OLD FORT RELIANCE TO FORT RESOLUTION
All night the storm of rain and snow raged around our camp on the south shore of Artillery Lake, but we were up and away in the morning in spite of it. That day, we covered five portages (they took two days in coming out). Next day we crossed Lake Harry and camped three-quarters of a mile farther on the long portage. Next day, September 11, we camped (still in storm) at the Lobstick Landing of Great Slave Lake. How tropically rich all this vegetation looked after the "Land of little sticks." Rain we could face, but high winds on the big water were dangerous, so we were storm-bound until September 14, when we put off, and in two hours were at old Fort Reliance, the winter quarters of Sir George Back in 1833-4. In the Far North the word "old" means "abandoned" and the fort, abandoned long ago, had disappeared, except the great stone chimneys. Around one of these that intrepid explorer and hunter-Buffalo Jones-had built a shanty in 1897. There it stood in fairly good condition, a welcome shelter from the storm which now set in with redoubled fury. We soon had the big fireplace aglow and, sitting there in comfort that we owed to him, and surrounded by the skeletons of the Wolves that he had killed about the door in that fierce winter time, we drank in hot and copious tea the toast: Long life and prosperity to our host so far away, the brave old hunter, "Buffalo Jones."
The woods were beautiful and abounded with life, and the three days we spent there were profitably devoted to collecting, but on September 17 we crossed the bay, made the short portage, and at night camped 32 miles away, on the home track.
Next morning we found a camp of Indians down to the last of their food. We supplied them with flour and tobacco. They said that no Caribou had come to the Lake, showing how erratic is the great migration.
In the afternoon we came across another band in still harder luck. They had nothing whatever but the precarious catch of the nets, and this was the off-season. Again we supplied them, and these were among the unexpected emergencies for which our carefully guarded supplies came in.
In spite of choppy seas we made from 30 to 35 miles a day, and camped on Tal-thel-lay the evening of September 20. That night as I sat by the fire the moon rose in a clear sky and as I gazed on her calm bright disc something seemed to tell me that at that moment the dear ones far away were also looking on that radiant face.
On the 21st we were storm-bound at Et-then Island, but utilised the time collecting. I gathered a lot of roots of Pulsatilla and Calypso. Here Billy amused us by catching Wiskajons in an old-fashioned springle that dated from the days when guns were unknown; but the captured birds came back fearlessly each time after being released.
All that day we had to lie about camp, keeping under cover on account of the rain. It was dreary work listening to the surf ceaselessly pounding the shore and realising that all these precious hours were needed to bring us to Fort Resolution, where the steamer was to meet us on the 25th.

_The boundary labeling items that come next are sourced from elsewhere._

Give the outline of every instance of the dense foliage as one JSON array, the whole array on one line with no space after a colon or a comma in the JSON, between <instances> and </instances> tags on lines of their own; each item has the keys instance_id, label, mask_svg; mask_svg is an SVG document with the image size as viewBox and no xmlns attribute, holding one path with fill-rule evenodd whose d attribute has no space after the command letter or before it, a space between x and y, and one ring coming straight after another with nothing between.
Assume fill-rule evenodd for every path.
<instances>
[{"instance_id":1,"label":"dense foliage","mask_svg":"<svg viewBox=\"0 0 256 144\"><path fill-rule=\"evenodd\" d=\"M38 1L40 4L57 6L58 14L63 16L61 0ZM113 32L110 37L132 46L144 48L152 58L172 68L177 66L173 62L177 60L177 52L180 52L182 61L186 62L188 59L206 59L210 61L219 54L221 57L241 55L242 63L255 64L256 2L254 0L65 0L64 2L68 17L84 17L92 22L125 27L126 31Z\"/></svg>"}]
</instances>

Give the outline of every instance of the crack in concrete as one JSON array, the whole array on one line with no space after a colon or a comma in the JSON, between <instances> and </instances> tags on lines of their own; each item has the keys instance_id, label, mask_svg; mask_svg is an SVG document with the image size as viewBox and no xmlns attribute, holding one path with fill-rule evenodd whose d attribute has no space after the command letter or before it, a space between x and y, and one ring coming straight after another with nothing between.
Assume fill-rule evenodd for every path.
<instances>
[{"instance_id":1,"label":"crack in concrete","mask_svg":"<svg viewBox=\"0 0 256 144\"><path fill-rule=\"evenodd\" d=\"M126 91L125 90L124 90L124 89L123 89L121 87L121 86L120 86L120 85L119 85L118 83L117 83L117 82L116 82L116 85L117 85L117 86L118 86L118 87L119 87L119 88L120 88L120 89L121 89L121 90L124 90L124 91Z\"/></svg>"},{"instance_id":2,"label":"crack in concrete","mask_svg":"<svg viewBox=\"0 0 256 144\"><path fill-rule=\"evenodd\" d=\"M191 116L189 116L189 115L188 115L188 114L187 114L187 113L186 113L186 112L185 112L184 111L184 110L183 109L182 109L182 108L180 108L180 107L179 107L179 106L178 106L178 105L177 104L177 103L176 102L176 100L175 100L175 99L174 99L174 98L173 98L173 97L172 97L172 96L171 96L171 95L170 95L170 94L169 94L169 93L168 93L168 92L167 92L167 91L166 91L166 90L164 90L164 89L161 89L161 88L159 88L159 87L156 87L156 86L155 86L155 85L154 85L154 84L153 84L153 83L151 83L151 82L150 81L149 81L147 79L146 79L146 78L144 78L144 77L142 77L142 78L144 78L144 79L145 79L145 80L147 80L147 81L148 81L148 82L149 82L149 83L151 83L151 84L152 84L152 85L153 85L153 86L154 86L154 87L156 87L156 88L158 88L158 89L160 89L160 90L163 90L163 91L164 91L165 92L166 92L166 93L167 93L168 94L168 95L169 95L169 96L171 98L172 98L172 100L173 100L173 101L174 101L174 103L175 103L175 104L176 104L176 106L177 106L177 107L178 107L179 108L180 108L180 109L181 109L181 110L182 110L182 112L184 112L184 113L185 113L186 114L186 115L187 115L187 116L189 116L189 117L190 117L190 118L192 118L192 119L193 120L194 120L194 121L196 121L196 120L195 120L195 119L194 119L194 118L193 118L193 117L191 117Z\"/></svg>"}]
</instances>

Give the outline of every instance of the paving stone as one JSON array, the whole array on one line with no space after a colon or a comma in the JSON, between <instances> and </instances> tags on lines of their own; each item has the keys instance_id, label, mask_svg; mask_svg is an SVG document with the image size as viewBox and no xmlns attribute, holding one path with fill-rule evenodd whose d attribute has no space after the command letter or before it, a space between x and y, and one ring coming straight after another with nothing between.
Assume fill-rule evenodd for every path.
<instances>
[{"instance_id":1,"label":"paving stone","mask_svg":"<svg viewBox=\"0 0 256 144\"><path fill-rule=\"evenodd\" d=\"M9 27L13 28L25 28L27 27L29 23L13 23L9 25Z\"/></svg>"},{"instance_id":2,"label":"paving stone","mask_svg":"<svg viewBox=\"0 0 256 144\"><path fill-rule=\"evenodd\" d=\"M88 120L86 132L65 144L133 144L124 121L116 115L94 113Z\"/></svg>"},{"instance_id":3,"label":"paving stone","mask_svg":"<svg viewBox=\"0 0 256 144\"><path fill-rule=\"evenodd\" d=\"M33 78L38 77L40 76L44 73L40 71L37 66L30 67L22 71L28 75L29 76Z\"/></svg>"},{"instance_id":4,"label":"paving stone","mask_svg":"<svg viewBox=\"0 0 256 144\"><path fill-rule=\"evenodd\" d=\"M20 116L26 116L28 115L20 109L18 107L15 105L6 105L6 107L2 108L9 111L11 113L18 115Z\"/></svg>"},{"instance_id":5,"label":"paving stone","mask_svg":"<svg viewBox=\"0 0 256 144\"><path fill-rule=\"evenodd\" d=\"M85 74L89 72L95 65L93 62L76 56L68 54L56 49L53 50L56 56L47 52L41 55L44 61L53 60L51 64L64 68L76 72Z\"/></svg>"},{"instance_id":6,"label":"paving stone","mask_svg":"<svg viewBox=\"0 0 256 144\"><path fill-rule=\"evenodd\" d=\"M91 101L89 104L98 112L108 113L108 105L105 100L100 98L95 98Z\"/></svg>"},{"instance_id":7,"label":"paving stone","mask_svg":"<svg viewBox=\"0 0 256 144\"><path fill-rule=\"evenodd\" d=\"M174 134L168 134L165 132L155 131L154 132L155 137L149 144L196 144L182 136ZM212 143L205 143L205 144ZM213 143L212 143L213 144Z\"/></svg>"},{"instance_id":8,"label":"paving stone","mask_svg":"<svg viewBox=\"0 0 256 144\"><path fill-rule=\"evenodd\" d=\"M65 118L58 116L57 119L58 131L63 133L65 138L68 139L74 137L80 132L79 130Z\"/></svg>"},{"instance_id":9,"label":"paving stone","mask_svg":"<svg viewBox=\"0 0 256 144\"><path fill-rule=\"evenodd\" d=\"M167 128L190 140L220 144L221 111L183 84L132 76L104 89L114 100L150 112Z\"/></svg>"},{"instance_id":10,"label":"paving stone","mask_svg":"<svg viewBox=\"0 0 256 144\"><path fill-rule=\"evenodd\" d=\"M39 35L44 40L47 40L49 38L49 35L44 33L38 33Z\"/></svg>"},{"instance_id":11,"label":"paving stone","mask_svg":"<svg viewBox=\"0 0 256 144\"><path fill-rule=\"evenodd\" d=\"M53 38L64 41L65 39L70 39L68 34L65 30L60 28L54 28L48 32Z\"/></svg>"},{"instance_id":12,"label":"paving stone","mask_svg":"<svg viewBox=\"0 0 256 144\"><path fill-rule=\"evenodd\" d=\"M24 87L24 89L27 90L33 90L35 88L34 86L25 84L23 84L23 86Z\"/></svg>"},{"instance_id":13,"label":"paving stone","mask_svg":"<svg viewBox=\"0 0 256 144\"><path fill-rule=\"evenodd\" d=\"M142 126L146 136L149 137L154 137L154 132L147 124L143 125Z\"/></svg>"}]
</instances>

On the 23d it was calmer and we got away in the gray dawn at 5.45. We were now in Weeso's country, and yet he ran us into a singular pocket that I have called Weeso's Trap—a straight glacial groove a mile long that came to a sudden end and we had to go back that mile.
The old man was much mortified over his blunder, but he did not feel half so badly about it as I did, for every hour was precious now.